I just got a mail from Play.com telling me about the below. Good price?

http://www.play.com/Electronics/Ele...mc=Silverpop-_-R2_wk44-_-A-_-ELECTRONICS_PROD


----------



## Jakedoodles (Jan 16, 2006)

I've just bought the 75 from Amazon for for £138. Can't beat a canon. The panny looks sexy, but the image quality just isn't as good.


----------



## Kriminal (Jan 11, 2007)

Wonderdetail said:


> I've just bought the 75 from Amazon for for £138. Can't beat a canon. The panny looks sexy, but the image quality just isn't as good.
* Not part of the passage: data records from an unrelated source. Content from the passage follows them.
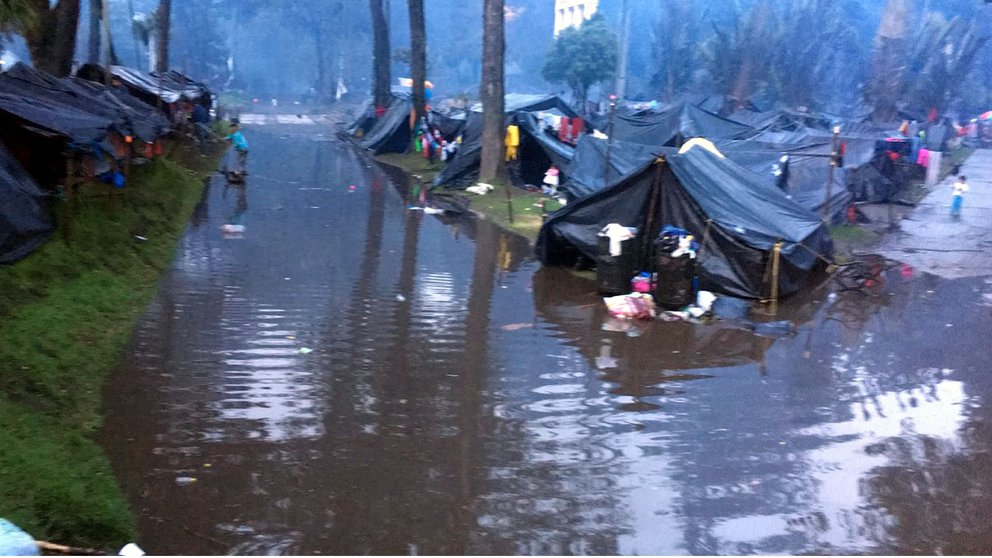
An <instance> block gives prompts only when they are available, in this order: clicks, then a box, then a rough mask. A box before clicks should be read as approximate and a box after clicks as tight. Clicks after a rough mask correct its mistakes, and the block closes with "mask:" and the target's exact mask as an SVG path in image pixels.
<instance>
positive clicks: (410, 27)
mask: <svg viewBox="0 0 992 558" xmlns="http://www.w3.org/2000/svg"><path fill="white" fill-rule="evenodd" d="M407 7H408V8H409V9H410V72H411V73H412V74H413V76H412V77H413V110H415V111H416V112H417V119H418V120H419V119H420V117H422V116H427V108H426V105H427V99H426V95H425V87H424V82H425V81H426V80H427V29H426V26H425V24H424V0H407Z"/></svg>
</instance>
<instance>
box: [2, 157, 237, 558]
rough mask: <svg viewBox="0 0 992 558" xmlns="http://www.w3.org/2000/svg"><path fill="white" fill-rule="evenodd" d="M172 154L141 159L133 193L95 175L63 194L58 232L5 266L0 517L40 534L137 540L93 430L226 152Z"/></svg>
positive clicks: (134, 530) (132, 186) (59, 537)
mask: <svg viewBox="0 0 992 558" xmlns="http://www.w3.org/2000/svg"><path fill="white" fill-rule="evenodd" d="M174 155H175V156H176V158H177V159H182V160H184V161H186V162H187V163H186V164H187V165H188V166H183V165H180V164H179V163H177V162H176V161H171V160H164V159H159V160H156V161H155V162H153V163H151V164H150V165H147V166H145V167H140V168H136V169H135V170H134V172H133V174H132V177H131V184H130V185H129V186H128V189H127V191H126V193H125V194H124V195H117V196H114V197H109V196H107V195H106V192H107V190H106V187H105V186H102V185H89V186H88V187H84V188H83V190H82V192H81V195H80V196H79V197H78V198H77V199H76V200H74V201H63V202H59V205H60V207H59V208H58V210H57V213H58V219H59V221H60V231H59V233H57V236H56V237H53V238H52V240H50V241H49V242H48V243H47V244H46V245H45V246H43V247H42V248H41V249H39V250H38V251H37V252H35V253H34V254H32V255H31V256H29V257H28V258H26V259H24V260H22V261H20V262H18V263H16V264H14V265H10V266H4V267H0V448H2V451H0V517H5V518H8V519H10V520H11V521H13V522H14V523H16V524H18V525H19V526H21V527H22V528H24V529H25V530H27V531H28V532H30V533H31V534H32V535H33V536H35V538H38V539H47V540H54V541H58V542H61V543H64V544H70V545H76V546H93V547H98V548H106V549H110V550H115V549H117V548H120V546H121V545H123V544H124V543H126V542H129V541H131V540H133V539H134V536H135V523H134V518H133V516H132V514H131V513H130V511H129V509H128V506H127V503H126V500H125V499H124V496H123V494H122V493H121V491H120V489H119V487H118V485H117V483H116V481H115V479H114V476H113V472H112V471H111V468H110V464H109V462H108V461H107V459H106V457H105V456H104V454H103V452H102V451H101V449H100V448H99V447H98V446H97V445H96V444H95V443H94V442H93V441H92V439H91V438H90V437H91V436H92V435H93V434H94V433H95V432H96V430H97V429H98V428H99V427H100V424H101V418H102V417H101V414H100V405H101V391H102V388H103V384H104V381H105V380H106V378H107V376H108V374H109V372H110V370H111V369H112V368H113V367H114V365H115V364H116V363H117V361H118V360H119V358H120V355H121V353H122V351H123V349H124V347H125V345H126V343H127V341H128V339H129V337H130V335H131V332H132V330H133V329H134V326H135V324H136V323H137V320H138V319H139V318H140V316H141V315H142V313H143V312H144V310H145V308H146V306H147V304H148V301H149V300H150V299H151V297H152V296H153V294H154V292H155V288H156V285H157V283H158V279H159V276H160V274H161V273H162V271H163V270H164V269H166V267H167V266H168V265H169V262H170V261H171V259H172V255H173V253H174V250H175V245H176V242H177V240H178V238H179V236H180V235H181V234H182V232H183V230H184V229H185V227H186V222H187V219H188V216H189V215H190V213H191V212H192V210H193V208H194V207H195V205H196V203H197V201H198V199H199V196H200V193H201V191H202V187H203V175H202V174H201V173H202V171H204V170H206V169H208V168H212V167H213V166H214V165H215V164H216V160H217V157H216V153H215V154H212V155H210V156H207V157H200V156H199V155H197V154H195V153H192V154H191V153H189V152H188V151H186V150H179V151H176V152H174ZM189 167H196V168H197V170H196V171H194V170H190V168H189ZM70 207H71V210H70ZM70 215H71V220H70V219H69V216H70ZM63 233H69V234H68V242H67V241H66V237H64V236H63ZM136 236H141V237H144V238H146V239H147V240H146V241H142V240H140V239H137V238H135V237H136Z"/></svg>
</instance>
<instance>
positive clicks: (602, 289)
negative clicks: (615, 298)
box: [596, 236, 637, 296]
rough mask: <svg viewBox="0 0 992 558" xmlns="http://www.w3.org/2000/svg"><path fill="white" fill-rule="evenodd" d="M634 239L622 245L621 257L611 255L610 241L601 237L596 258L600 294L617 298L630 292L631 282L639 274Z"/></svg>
mask: <svg viewBox="0 0 992 558" xmlns="http://www.w3.org/2000/svg"><path fill="white" fill-rule="evenodd" d="M635 258H636V254H635V253H634V242H633V239H630V240H624V241H622V242H621V243H620V255H619V256H611V255H610V239H609V238H608V237H605V236H600V237H599V250H598V255H597V257H596V289H597V290H598V291H599V294H602V295H607V296H617V295H622V294H628V293H629V292H630V280H631V278H633V277H634V275H635V273H636V272H637V269H636V267H637V265H636V263H637V262H636V259H635Z"/></svg>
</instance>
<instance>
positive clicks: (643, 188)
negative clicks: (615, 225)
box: [536, 147, 833, 299]
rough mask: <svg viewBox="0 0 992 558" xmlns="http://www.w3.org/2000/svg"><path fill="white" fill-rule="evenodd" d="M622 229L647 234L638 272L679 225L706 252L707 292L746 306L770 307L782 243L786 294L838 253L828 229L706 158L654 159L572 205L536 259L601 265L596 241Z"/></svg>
mask: <svg viewBox="0 0 992 558" xmlns="http://www.w3.org/2000/svg"><path fill="white" fill-rule="evenodd" d="M610 223H619V224H621V225H624V226H630V227H637V228H638V230H639V231H641V233H640V235H639V237H638V240H639V242H640V245H641V248H640V250H641V252H640V254H639V255H640V265H641V267H642V268H647V267H648V265H647V264H648V262H649V250H650V245H649V242H648V240H650V239H654V238H655V237H656V236H657V235H658V232H659V231H660V229H661V227H662V226H664V225H674V226H677V227H681V228H684V229H686V230H688V231H689V232H691V233H692V234H694V235H695V236H696V238H697V239H699V241H700V243H701V245H702V246H701V250H700V252H699V259H698V263H697V266H698V267H697V269H698V275H699V280H700V285H699V286H700V288H702V289H706V290H710V291H714V292H717V293H722V294H727V295H731V296H736V297H741V298H752V299H754V298H766V297H768V296H769V294H770V291H771V289H770V284H769V283H770V281H768V280H767V279H766V274H767V273H768V270H769V264H770V262H771V259H772V254H773V248H774V247H775V245H776V243H779V242H780V243H781V261H780V263H781V273H780V276H779V282H778V286H779V294H780V296H787V295H789V294H792V293H795V292H797V291H798V290H799V289H800V288H802V287H803V285H804V283H805V281H806V279H807V278H808V276H809V275H811V274H812V272H813V271H814V270H815V269H816V268H817V267H818V264H819V263H820V262H821V259H820V258H819V257H818V256H822V257H824V258H829V257H831V256H832V253H833V244H832V241H831V239H830V233H829V231H828V230H827V227H826V226H825V225H824V224H823V222H822V221H821V220H820V217H819V216H818V215H815V214H813V213H811V212H809V211H808V210H806V209H804V208H802V207H801V206H800V205H799V204H797V203H796V202H794V201H792V200H790V199H789V198H788V197H787V196H786V194H785V193H784V192H782V191H781V190H780V189H778V188H777V187H776V186H774V185H772V184H770V183H769V182H767V181H765V180H762V179H761V178H759V177H757V176H755V175H754V174H753V173H751V172H750V171H748V170H747V169H744V168H743V167H741V166H740V165H737V164H736V163H734V162H732V161H730V160H728V159H725V158H722V157H720V156H719V155H716V154H714V153H712V152H710V151H708V150H706V149H702V148H698V147H697V148H693V149H690V150H689V151H687V152H686V153H683V154H678V155H672V156H668V157H665V158H664V159H663V160H657V161H655V162H653V163H651V164H649V165H647V166H645V167H644V169H643V170H642V171H641V172H639V173H637V174H635V175H633V176H630V177H628V178H626V179H623V180H621V181H619V182H617V183H615V184H613V185H611V186H610V187H608V188H605V189H603V190H600V191H598V192H594V193H593V194H590V195H589V196H586V197H584V198H582V199H579V200H576V201H574V202H572V203H569V204H568V205H567V206H565V207H564V208H562V209H560V210H559V211H557V212H555V213H554V214H552V215H551V216H550V217H549V218H548V221H547V222H546V223H545V225H544V226H543V227H542V228H541V232H540V235H539V237H538V241H537V248H536V251H537V255H538V256H539V257H540V259H541V261H542V262H543V263H544V264H546V265H575V264H576V263H577V262H578V261H580V258H582V257H584V258H588V259H590V260H594V259H595V258H596V257H597V255H598V254H597V251H598V237H597V235H598V233H599V231H600V230H602V229H603V227H605V226H606V225H607V224H610Z"/></svg>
Would you say......you'd recommend it ?

I was looking at the one on Amazon as well


----------



## adam_r81 (Aug 15, 2007)

Whats the Lumix TZ3 like


----------



## Jace (Oct 26, 2005)

adam_r81 said:


> Whats the Lumix TZ3 like


I like mine, still dont fully understand it, but the zoom is good :thumb:


----------



## Seth1 (Oct 23, 2007)

Jace said:


> I like mine, still dont fully understand it, but the zoom is good :thumb:


Nice shot! :thumb: would anyone recommend the Sony T70 or T200?


----------